ID5059 Lecture 13 - Neural Networks

C. Donovan
06 April 2018

Administrivia

Marking for project 1 - I'll aim for mid-next week

If it's not in the lecture or lab, it's not in the exam

Short exercise

Everybody on the Left

I want build some software to predict someone's age of death

Everybody on the Right

I want build some software to decide whether I should give someone a loan

Short exercise

Questions

What data do I need?
How do I get it?
How do I treat it?
What is the model going to look like?
How do I know it's any good?

Big picture

This is another class of model that has easily scaled complexity: a simple process can produce very complex functions
We use it like previous for regression-like problems: we have a bunch of X/covariates/inputs/features/whatever - we have a \( y \) we think is functionally related:

\[ \mathbf{y} = f(\mathbf{X}) + noise \] we want to usefully approximate \( f \)

\( y \) may be categorical (ordinal or nominal) or numeric
\( x \) are numeric (we can relax this like we've done before)

Neural Nets - Suggested reading

This a very brief overview of NNs (although the multitude of minor details makes detailed views difficult). For further information:

Interestingly there is no section on Neural Nets in James et. al.
Basheer & Hajmeer (2000) paper - quite a nice high-level overview (note terminology is very loose within NN literature)
Hastie et. al. (2000) give a succinct statistical over-view of fitting basic NNs + controlling complexity
See Nielson, M.: http://neuralnetworksanddeeplearning.com/index.html for a nice online intro
See Goodfellow et al: http://www.deeplearningbook.org/ for much more depth than you need at this point

Neural Net intro - Ought-to-knows

How a general NN can be displayed graphically
The NN terminology exemplified by such a diagram
How a relatively simple single hidden-layer, two input NN can produce a complex non-linear prediction surface
The form of given activation functions (both the equation and sketch)
How NN weights and biases are derived

Neural Nets

Some contentions/comments to start:

NNs seem complex (indeed, a fitted one can be) and a bit magical'.
They are however built (as usual) from simple components.

The problem is similar to previous:

Create a model for signal that is capable of being complex.
Fit the model (estimate parameters) so it approximates some data (specify an objective function).
Ensure the generality of predictions by controlling complexity in the fitting process (e.g. optimise complexity using some measure of generalisation error).

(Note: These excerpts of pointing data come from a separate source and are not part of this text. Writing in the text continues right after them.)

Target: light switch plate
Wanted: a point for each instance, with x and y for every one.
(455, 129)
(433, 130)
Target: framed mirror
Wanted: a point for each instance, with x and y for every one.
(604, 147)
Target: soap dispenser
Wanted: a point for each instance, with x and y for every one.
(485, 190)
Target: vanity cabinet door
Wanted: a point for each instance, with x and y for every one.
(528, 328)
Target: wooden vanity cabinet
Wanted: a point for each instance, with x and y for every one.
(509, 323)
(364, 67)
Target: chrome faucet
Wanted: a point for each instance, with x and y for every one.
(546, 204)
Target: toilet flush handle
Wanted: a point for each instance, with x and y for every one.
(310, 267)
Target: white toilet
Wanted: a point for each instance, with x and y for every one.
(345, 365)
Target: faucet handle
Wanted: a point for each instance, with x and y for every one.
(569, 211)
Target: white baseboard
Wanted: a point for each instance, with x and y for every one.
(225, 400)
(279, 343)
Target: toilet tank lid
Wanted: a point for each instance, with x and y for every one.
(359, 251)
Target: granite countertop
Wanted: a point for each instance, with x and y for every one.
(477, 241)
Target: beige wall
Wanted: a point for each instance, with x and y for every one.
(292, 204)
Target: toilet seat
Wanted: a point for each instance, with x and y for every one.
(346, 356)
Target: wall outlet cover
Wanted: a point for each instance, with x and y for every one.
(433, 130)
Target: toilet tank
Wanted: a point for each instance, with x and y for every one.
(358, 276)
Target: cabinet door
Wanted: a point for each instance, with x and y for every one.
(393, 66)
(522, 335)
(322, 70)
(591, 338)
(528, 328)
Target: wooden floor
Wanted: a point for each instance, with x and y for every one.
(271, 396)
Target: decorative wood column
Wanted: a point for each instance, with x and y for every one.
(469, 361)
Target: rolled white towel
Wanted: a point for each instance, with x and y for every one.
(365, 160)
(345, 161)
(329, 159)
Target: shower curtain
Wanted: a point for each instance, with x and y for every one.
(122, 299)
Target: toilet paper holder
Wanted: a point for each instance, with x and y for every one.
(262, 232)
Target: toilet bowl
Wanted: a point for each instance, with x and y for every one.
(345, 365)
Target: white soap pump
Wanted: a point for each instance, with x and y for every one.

All very familiar - let's begin.

A simple NN as a Mathematical Formula

\[ \ln\left(\frac{\hat{p}}{(1-\hat{p})}\right) = \hat{\beta}_0 + \hat{\beta}_1z_1 + \hat{\beta}_2z_2 + \hat{\beta}_3z_3 \]

where

\[ \begin{align*} z_1 &= \tanh( \hat{\alpha}_4 + \hat{\alpha}_5x_1 + \hat{\alpha}_6x_2)\\ z_2 &= \tanh( \hat{\alpha}_7 + \hat{\alpha}_8x_1 + \hat{\alpha}_9x_2)\\ z_3 &= \tanh( \hat{\alpha}_{10} + \hat{\alpha}_{11}x_1 + \hat{\alpha}_{12}x_2) \end{align*} \]

What did all that mean?

The output will be a (fitted) probability-like thing \[ \hat{p} = \frac{1}{1+e^{-\theta}} \]

where \( \theta \) is a linear weighted sum of \( z_i \) terms, with fitted parameters (weights) \( \hat{\beta}_i \)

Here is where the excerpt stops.